Dicen que no se ha dejado ningún tema librado al azar. Boca inicia hoy su viaje a Ecuador y va con un plan especialmente preparado por el cuerpo técnico para hacer frente a la temida altura.
Los Mellizos saben que los 2.800 metros de altura de Quito son una contra importante de cara al enfrentamiento con Independiente del Valle por la Copa del próximo jueves.
De allí que los xeneizes partirán primero hacia Guayaquil donde se instalarán con su búnker.
Después, sólo tres horas antes del partido viajarán hasta la capital ecuatoriana, escenario del encuentro. De esa forma se procurarán disminuir los efectos de la altura.

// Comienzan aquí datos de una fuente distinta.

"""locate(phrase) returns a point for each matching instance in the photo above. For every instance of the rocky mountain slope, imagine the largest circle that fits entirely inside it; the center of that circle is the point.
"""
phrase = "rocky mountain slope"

La idea central pasa por asegurar la necesidad de una adaptación a los efectos fisiológicos sobre los organismos habituados a la altura del mar.
Una vez finalizado el encuentro, la comitiva azul y oro emprenderá rápidamente el retorno en un vuelo chárter con destino a Buenos Aires.
Vale estacar que Barros schelotto y el preparador físico Javier Valdecantos entendían que no podían aligerar demasiado las cargas para que el plantel llegase liviano a los compromisos con Independiente del Valle, porque la base física no les sería suficiente para mantenerse en forma óptima hasta fin de año.
Entonces, dicen los informes conocidos en las últimas horas, optaron por una posición intermedia. Lo que podría haber resultado un desafío, para el cuerpo técnico de Boca no representó ningún riesgo. Los imprevistos cambios de los calendarios entrenaron a los cuerpos técnicos argentinos para diagramar planes a prueba de cualquier contingencia.